*/****
starring Clive Owen, Naomi Watts, Armin Mueller-Stahl, Brian F. O’Byrne
screenplay by Eric Warren Singer
directed by Tom Tykwer
by Walter Chaw There’s a shootout at the Guggenheim in the late-middle of The International that is the only real clue director Tom Tykwer had anything to do with the film. The rest of it, despite its title reminding of that Christopher Walken SNL skit about velvet smoking jackets and attempted rape, is just more of the same musty prestige-y Topical Picture™ that usually stars people like Sean Penn or Kevin Costner instead of, as The International does, Clive Owen and Naomi Watts. Bland and blander, as it turns out. A rumpled Owen is Salinger, some kind of ill-defined crusader for justice with a badge from Interpol and a dark past from Syd Field, while Watts, as ADA Elly, who spends her first scene with a Boston/Newark accent and the rest with her standard-issue Yank. They’re tepid on the trail of a big giant bank that has a nefarious plan to control debt, which I confess is what I thought banks do.
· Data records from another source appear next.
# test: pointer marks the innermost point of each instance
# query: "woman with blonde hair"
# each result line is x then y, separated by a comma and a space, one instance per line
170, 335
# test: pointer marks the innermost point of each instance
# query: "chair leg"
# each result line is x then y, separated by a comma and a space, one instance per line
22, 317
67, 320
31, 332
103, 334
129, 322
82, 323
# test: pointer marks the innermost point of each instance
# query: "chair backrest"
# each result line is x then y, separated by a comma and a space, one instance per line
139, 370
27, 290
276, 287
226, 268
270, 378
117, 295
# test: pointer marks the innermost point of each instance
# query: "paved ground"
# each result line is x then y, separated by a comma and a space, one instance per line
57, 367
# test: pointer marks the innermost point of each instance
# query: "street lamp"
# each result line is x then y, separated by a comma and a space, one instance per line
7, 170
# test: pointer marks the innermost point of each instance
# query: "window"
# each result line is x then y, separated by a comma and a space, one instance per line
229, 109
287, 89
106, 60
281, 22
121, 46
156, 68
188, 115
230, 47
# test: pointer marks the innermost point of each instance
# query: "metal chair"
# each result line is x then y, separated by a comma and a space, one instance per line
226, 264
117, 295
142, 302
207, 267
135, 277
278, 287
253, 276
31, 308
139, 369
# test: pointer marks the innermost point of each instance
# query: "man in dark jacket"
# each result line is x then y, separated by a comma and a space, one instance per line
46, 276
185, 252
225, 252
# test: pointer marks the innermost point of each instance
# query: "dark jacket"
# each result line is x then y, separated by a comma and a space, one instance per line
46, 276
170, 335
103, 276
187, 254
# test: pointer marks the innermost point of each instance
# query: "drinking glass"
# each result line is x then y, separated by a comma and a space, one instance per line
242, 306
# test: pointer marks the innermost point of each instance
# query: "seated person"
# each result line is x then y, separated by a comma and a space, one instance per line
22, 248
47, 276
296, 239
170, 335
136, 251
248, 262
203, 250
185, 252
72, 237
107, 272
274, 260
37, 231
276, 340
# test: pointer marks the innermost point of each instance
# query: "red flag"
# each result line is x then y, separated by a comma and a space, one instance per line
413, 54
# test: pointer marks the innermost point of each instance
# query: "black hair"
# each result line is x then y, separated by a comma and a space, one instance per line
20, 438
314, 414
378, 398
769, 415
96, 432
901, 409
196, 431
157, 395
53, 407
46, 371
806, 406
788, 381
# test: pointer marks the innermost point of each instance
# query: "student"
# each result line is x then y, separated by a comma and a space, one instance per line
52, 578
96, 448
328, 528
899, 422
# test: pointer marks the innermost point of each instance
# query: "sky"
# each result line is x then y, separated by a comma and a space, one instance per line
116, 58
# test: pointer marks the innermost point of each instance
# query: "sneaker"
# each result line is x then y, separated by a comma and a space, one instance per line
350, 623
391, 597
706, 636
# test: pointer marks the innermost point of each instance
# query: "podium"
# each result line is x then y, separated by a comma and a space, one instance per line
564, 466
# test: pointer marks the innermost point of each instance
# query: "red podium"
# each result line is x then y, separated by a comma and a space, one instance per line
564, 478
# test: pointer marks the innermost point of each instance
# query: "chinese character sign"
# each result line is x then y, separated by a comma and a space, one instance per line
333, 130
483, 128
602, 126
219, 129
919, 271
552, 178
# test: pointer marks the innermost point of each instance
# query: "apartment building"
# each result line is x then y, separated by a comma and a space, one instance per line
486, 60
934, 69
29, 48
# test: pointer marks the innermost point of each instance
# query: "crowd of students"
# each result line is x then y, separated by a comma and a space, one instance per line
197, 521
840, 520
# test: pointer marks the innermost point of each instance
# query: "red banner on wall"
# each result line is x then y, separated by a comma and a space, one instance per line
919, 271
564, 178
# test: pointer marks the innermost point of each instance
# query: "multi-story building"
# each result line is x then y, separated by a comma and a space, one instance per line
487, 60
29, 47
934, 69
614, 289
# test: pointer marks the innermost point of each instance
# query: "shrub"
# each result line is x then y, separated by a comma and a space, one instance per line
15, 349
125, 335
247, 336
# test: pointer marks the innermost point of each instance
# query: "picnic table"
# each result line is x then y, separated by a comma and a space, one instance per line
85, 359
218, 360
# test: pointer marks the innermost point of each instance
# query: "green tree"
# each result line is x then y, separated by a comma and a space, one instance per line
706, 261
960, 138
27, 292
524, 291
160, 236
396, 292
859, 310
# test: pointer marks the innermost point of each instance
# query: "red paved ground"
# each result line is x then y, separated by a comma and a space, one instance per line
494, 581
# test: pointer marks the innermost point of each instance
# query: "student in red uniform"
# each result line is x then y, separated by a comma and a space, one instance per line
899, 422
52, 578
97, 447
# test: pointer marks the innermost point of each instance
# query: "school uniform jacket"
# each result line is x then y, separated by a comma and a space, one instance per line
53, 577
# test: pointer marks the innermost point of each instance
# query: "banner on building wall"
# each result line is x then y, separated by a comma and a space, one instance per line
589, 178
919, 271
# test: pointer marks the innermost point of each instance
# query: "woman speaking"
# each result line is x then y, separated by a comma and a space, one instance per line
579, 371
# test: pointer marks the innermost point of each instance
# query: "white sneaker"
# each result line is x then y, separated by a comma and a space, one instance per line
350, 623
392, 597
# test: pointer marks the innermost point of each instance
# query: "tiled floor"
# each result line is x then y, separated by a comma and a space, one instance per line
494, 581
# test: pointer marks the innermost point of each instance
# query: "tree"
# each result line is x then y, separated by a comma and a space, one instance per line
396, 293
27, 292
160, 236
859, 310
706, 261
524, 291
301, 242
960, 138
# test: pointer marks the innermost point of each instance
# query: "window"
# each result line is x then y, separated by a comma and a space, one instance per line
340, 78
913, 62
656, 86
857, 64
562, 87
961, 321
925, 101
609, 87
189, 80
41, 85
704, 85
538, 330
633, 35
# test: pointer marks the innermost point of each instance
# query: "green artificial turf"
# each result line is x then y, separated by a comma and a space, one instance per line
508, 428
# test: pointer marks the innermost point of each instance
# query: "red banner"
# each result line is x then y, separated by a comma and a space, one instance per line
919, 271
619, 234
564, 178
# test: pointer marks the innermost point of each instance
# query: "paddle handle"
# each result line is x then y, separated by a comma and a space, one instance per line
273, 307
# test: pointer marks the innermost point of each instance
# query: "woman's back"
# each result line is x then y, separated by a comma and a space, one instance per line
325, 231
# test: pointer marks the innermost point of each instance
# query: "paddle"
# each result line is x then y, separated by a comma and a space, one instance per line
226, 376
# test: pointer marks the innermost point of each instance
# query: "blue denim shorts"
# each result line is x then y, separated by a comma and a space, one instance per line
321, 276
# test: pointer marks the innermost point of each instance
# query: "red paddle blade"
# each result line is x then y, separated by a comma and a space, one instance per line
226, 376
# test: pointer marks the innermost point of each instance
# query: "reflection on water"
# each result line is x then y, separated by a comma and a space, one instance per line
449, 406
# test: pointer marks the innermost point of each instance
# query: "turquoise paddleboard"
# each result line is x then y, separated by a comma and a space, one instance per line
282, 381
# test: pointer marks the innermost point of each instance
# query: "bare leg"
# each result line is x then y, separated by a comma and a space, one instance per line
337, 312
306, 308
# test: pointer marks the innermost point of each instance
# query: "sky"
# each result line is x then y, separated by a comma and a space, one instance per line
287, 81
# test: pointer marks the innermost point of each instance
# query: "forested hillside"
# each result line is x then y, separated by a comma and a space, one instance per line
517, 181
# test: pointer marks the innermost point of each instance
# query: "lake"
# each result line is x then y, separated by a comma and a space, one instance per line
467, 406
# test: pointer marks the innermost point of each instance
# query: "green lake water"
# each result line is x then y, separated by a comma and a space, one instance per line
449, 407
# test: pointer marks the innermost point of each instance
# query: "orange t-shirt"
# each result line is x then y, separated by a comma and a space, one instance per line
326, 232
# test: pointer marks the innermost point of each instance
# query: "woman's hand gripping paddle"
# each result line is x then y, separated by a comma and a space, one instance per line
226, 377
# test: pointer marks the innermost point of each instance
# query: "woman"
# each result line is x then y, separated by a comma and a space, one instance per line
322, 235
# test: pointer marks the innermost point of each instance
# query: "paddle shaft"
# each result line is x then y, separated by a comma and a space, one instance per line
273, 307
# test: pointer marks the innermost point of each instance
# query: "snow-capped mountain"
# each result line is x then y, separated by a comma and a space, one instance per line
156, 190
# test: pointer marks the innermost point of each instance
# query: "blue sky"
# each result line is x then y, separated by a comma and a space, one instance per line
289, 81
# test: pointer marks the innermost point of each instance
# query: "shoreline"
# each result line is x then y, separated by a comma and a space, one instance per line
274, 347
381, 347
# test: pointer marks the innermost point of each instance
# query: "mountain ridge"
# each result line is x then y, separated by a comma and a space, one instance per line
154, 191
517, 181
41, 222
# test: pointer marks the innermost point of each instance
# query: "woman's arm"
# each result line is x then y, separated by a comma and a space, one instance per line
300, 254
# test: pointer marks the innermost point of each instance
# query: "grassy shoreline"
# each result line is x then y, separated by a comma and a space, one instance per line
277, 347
With the picture more interested in mashing its thumb against the “Relevant” button than in creating characters of interest, villains who frighten, and situations that involve, Tykwer, for his part, seems at a loss as to how to employ his agile camera and so trusts a premise that’s already feeling a little mothballed for the collapse and bailout of our banking system. It doesn’t matter that The International doesn’t know what to be from one minute to the next–what matters is that it’s an exact replica of The Interpreter in every way that counts and is, therefore, completely, immanently, blessedly forgettable.
Appears that Salinger’s been on the trail of a few evil bankers for years, and the movie begins in medias res with the assassination of someone Salinger knows (followed fast by the assassination of someone else this someone was chatting with a few minutes prior to his assassination), whipping our man into a mild lather. But why, oh why, won’t anyone believe him? Blank stares are his only reward as he butts heads with the local constabulary, evil lawyers, and corrupt officials, dooming everyone he talks to with a paranoid hit. Only wide-eyed, stalwart Elly is on his side, her presence more an excuse for Tykwer to shoot on location in New York (and at the Guggenheim!) than the mark of any dramatic counterpoint or sense. It’s a deficiency the film seems to notice and tries to address with one character asking her why the NYPD could possibly be interested in a German bank. The picture really fails not because the premise that banks have gone off the reservation over and over again and continue to get bailed out no matter their offense is far-fetched in the slightest, but because the details are so tidy. Although “I’m confused” is the script’s most reliable crutch (at least three different characters utter it), the irony is that the film isn’t confusing, drawing a straight line from beginning to end–and that includes an ironic epilogue that’s only ironic if you’re a complete tool. All that’s confusing is how it could be that an international hitman is wearing a one-of-a-kind shoe manufactured by a single company and prescribed by one lone quirky doctor (Tibor Feldman) in the entire Naked City. Surely, you jest.
For what it’s worth, über-villain Jonas (Ulrich Thomsen) is pleasantly euro-trashy in an Alan Rickman-in-Die Hard sort of way and chief henchman Wilhelm (Armin Mueller-Stahl) is appropriately grandfatherly in spite of a weird late-game conversation in which it’s revealed he was…a Cossack? No matter, The International is a puff piece dressed up in Oscar finery that’s found itself late for the ball, dumped in the winter wasteland as too boring for summer and without enough paternalistic racism or Holocaust for awards season. It’s the type of movie that encourages the rubes in the cineplex daft enough to believe that this picture is more thoughtful than something as genuinely fertile as the “for kids” Coraline to cluck at the white-collar shenanigans and nod knowingly at one another that they were already “in the know” about such things as malfeasance occurring in the marble halls of high finance. How they’ll fit that smug sense of liberal self-satisfaction alongside a lovely, kinetic gunfight in a space only ever used better on film in Matthew Barney’s Cremaster Cycle is an act of delusional creativity that’s already more fascinating than anything in The International.